Виктор подождал, пока Ян не скроется в дверях центра, развернул машину и двинулся на запад. До похорон оставалось около получаса.
15. Letum non omnia finit
Он все же немного опоздал к началу.
Когда Виктор подъехал к кладбищу, священник уже начал отпевание. По воздуху разносился тяжелый запах ладана. С телами погибших пришло проститься довольно много народу, и Виктору пришлось аккуратно протискиваться в толпе, выставляя перед собой венок, будто щит. Люди пропускали его молча, и ученый неуместно вспомнил, как также молчаливо и аккуратно расступалась толпа перед Яном.
«А они мертвы, — подумал Виктор. — Все мои товарищи… Зато их убийца каких-то полчаса назад преспокойно заходил в информационный центр. И привез его сюда я…»

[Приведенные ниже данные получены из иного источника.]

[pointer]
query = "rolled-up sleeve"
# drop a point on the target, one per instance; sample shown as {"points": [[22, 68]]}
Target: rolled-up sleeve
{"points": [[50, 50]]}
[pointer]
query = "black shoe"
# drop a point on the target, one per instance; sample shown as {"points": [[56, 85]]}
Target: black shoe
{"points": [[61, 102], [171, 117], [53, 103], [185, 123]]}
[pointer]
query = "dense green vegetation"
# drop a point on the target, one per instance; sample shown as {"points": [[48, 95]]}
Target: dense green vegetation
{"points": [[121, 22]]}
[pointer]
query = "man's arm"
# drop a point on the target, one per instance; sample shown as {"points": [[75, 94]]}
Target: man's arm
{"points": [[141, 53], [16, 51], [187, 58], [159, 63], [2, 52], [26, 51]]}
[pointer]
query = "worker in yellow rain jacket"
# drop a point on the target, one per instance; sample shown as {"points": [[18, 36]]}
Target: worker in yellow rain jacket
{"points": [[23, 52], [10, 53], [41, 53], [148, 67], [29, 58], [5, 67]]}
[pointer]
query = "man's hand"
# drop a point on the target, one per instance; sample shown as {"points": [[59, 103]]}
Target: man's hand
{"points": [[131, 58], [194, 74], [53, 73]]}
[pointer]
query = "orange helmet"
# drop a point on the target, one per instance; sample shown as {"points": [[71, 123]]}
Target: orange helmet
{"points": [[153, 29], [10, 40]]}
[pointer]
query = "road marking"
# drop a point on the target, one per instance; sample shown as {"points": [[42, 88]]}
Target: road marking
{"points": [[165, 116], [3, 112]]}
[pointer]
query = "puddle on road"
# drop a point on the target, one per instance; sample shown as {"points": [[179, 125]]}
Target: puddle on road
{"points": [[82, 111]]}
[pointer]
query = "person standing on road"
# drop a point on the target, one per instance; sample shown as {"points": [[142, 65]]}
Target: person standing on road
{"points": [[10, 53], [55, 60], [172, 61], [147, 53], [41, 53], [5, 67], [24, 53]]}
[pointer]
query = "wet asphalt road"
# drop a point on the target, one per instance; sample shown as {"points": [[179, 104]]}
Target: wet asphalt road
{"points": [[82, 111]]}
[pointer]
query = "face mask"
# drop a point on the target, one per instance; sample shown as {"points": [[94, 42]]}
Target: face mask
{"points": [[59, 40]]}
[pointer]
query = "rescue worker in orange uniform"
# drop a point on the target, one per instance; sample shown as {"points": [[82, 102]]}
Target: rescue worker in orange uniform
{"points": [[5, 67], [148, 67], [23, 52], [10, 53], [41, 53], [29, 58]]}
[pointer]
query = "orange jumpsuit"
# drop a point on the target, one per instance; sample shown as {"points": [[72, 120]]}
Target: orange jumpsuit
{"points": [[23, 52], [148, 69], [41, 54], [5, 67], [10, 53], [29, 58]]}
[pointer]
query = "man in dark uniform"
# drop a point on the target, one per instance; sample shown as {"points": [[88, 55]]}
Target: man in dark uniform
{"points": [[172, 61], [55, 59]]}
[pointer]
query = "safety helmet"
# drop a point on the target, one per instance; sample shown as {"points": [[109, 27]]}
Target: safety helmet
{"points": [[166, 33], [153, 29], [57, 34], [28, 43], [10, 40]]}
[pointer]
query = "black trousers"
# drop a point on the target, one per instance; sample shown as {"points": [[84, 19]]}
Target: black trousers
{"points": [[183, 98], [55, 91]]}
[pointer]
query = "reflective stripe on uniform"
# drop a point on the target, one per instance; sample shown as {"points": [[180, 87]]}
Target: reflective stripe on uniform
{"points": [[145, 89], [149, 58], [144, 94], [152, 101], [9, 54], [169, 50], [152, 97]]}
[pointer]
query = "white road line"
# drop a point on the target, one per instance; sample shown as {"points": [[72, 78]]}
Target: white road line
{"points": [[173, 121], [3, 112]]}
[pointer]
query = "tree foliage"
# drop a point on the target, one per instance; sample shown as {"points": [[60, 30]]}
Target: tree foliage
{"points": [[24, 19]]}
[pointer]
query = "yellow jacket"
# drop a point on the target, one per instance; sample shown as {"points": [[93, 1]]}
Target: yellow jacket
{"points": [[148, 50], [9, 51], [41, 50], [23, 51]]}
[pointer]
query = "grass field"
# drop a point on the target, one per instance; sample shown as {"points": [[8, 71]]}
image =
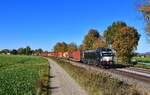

В глазах снова защипало, не то от ветра, не то от пронзительных звуков молитвы, не то от нахлынувшей вновь ненависти к Яну, к себе, ко всей этой чертовой экспедиции.
Две старушки в черных платках тихонько перешептывались за спиной Виктора.
— В закрытых гробах хоронят, — услышал он. — Говорят, везти нечего было: звери поели.
— Да и что говорить, — поддакнула вторая. — Места гиблые. Найди, попробуй.
Виктор протиснулся еще ближе.
Четыре гроба стояли в ряд. Облака расползались дымными клочьями, пропуская сквозь прорехи медные языки солнца: они жарко облизывали полированные бока гробов. Виктору вдруг вспомнилось, как хоронили его жену — тогда гроб тоже был закрытым (разбитое лицо едва удалось собрать по кусочкам), и тучи, будто еще одна гробовая крышка, низко нависали над кладбищем. Виктор помнил, как порывистый ветер швырял ему за ворот пригоршни снежинок и подумал, что непогода больше пристала бы такому печальному мероприятию. Тогда бы казалось, что природа вместе с родными скорбит по погибшим, укрывает их стылым саваном. И так было бы всем легче.
Гораздо легче, чем слушать, как молитвы и плач вплетаются в веселый гомон грачей, в сухой шелест осенней листвы, и поднимаются выше золоченых макушек тополей, где в прозрачной белизне вертит свои жернова рыжее солнце.
И это создавало в сознании Виктора некий специфический контраст: черный траур — на земле, золото и медь — вверху. Полосатый мир.
Священник закончил отпевание. Приглашенные на церемонию военные выступили вперед и дали три залпа в воздух. Настало время прощания с покойными.